What was especially interesting for me was the national cinema share in each country. In Korea, domestic movie share has always been a big deal (at least since I started covering its cinema), and it was pretty amazing to see local films steadily rise from around 20% when I first arrived there in the 1990s to a high of 65% in 2006 (and since then, hovering around 40-50%).

Over in Europe, however, no country’s domestic cinema took in over 36% of the box office (except for Turkey, with an impressive 52%). Italy and the Czech Republic both had good years, with local films rising from the low-20’s to 32% and 35% respectively. France was down slightly, but still pretty good at 35.5%. Spain had just 12%.

(You can also click here to see a chart with all the data).

– Very happy to see Mubarak step down. But still so very far to go before Egypt begins to get any real freedom or democracy. Still, that was an important first step. I just hope things work out for them.
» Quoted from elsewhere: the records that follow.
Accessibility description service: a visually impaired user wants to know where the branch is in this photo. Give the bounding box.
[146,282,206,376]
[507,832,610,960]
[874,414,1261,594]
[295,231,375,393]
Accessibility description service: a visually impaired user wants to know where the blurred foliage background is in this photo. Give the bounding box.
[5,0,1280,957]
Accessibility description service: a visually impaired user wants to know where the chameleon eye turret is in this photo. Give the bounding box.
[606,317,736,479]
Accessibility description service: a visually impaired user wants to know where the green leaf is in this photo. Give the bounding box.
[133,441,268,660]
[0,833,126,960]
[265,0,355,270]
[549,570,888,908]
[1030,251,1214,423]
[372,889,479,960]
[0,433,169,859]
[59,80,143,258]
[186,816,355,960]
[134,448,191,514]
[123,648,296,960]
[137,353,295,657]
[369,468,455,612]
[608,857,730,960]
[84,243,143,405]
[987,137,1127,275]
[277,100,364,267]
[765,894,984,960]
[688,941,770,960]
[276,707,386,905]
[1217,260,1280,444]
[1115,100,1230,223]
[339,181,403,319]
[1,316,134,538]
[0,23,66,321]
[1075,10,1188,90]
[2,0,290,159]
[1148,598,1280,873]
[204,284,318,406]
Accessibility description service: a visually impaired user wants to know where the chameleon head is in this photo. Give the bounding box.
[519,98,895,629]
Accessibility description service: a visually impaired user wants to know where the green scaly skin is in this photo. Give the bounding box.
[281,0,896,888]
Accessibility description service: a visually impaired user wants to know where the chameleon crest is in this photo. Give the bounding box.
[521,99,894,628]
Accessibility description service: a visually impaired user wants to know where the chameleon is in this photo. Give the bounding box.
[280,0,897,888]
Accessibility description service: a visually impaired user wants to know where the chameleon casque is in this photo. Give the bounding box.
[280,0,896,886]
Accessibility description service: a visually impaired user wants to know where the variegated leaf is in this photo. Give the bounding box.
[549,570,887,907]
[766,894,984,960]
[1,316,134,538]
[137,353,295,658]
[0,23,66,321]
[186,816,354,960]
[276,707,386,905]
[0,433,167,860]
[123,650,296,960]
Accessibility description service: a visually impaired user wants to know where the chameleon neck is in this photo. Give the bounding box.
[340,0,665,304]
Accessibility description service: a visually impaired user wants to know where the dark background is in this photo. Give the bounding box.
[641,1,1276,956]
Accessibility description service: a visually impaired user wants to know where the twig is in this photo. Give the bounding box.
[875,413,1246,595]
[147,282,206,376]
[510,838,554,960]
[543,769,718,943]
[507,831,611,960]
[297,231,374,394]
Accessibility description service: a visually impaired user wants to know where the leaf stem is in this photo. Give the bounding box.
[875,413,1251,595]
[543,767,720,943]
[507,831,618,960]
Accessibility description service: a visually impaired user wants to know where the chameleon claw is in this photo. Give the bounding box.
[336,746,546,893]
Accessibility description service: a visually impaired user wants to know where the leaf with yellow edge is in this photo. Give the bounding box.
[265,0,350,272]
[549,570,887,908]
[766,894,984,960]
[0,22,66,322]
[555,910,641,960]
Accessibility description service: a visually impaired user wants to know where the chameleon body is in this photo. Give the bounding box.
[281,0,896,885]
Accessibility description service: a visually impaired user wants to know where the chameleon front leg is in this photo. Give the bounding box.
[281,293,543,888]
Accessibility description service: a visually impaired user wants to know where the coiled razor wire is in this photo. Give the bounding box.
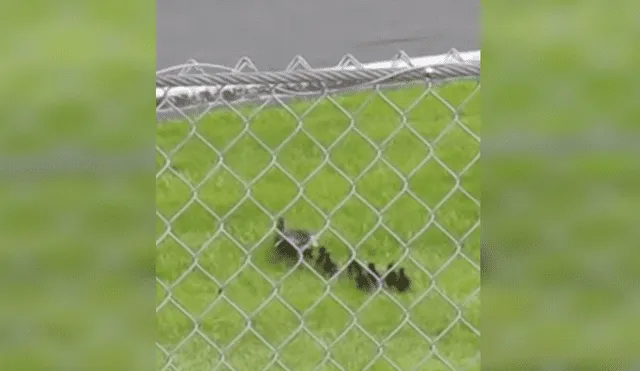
[156,61,480,110]
[157,62,479,88]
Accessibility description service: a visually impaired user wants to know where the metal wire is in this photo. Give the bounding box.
[156,52,480,113]
[156,62,479,88]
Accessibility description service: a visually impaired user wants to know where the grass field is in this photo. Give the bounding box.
[156,81,481,371]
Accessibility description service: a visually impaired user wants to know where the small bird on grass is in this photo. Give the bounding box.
[272,217,318,264]
[321,254,339,278]
[395,267,411,292]
[302,247,314,262]
[316,247,329,266]
[342,258,365,289]
[313,246,333,276]
[366,262,382,288]
[383,262,399,290]
[346,260,363,279]
[355,269,373,292]
[367,262,380,278]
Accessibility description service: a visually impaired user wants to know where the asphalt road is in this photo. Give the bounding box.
[157,0,479,71]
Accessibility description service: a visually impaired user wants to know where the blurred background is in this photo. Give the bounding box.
[484,0,640,369]
[0,0,155,370]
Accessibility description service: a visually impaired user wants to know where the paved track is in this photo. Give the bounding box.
[157,0,478,71]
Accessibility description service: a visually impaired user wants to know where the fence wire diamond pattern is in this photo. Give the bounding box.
[157,50,480,371]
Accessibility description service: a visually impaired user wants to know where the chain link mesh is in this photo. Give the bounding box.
[157,50,480,371]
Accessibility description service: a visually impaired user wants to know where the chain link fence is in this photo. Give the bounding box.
[156,49,481,371]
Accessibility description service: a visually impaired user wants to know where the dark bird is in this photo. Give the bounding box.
[273,217,318,263]
[395,267,411,292]
[316,247,329,266]
[346,260,363,278]
[302,247,314,262]
[355,270,373,292]
[384,262,399,290]
[273,217,294,260]
[367,262,380,278]
[366,262,382,288]
[321,254,338,278]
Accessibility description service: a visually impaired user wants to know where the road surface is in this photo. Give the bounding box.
[157,0,479,70]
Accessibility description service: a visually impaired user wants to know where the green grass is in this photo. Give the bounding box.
[483,1,640,368]
[0,1,154,370]
[156,82,481,371]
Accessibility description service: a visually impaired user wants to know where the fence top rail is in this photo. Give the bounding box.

– In a related vein, there is a very interesting article by Konrad Lawson at Frog in the Well comparing what is happening now (protests, torture, democracy) in Egypt and the Middle East to Korea’s democracy movement of the 1980s.

– A lot of people talk about media bias, left or right, usually depending on how right or left you are (btw, what a torpid way of viewing life or yourself). But the more I read and work with news aggregators, the more I think the biggest bias in the media is story bias — that is, writers and editors continually try to push events and analysis into easily digestible, high-conflict stories. So a complicated event turns into a decently nuanced analysis in the Wall Street Journal or Financial Times or whatever. But then the news aggregators (like Drudge, Gawker, Newser or whoever, the options are endless these days) get ahold of that original story, find the juiciest quote or idea, and play that up in large fonts and active verbs. And before you know it, everyone is screaming at each other, all over again. Could it be the way we consume news is pushing bias (or at least our perceptions of bias) more than the writers and editors themselves?

(Of course, I am only talking about real news outlets, not silly propaganda/argument machines like Fox, MSNBC, or Huffington).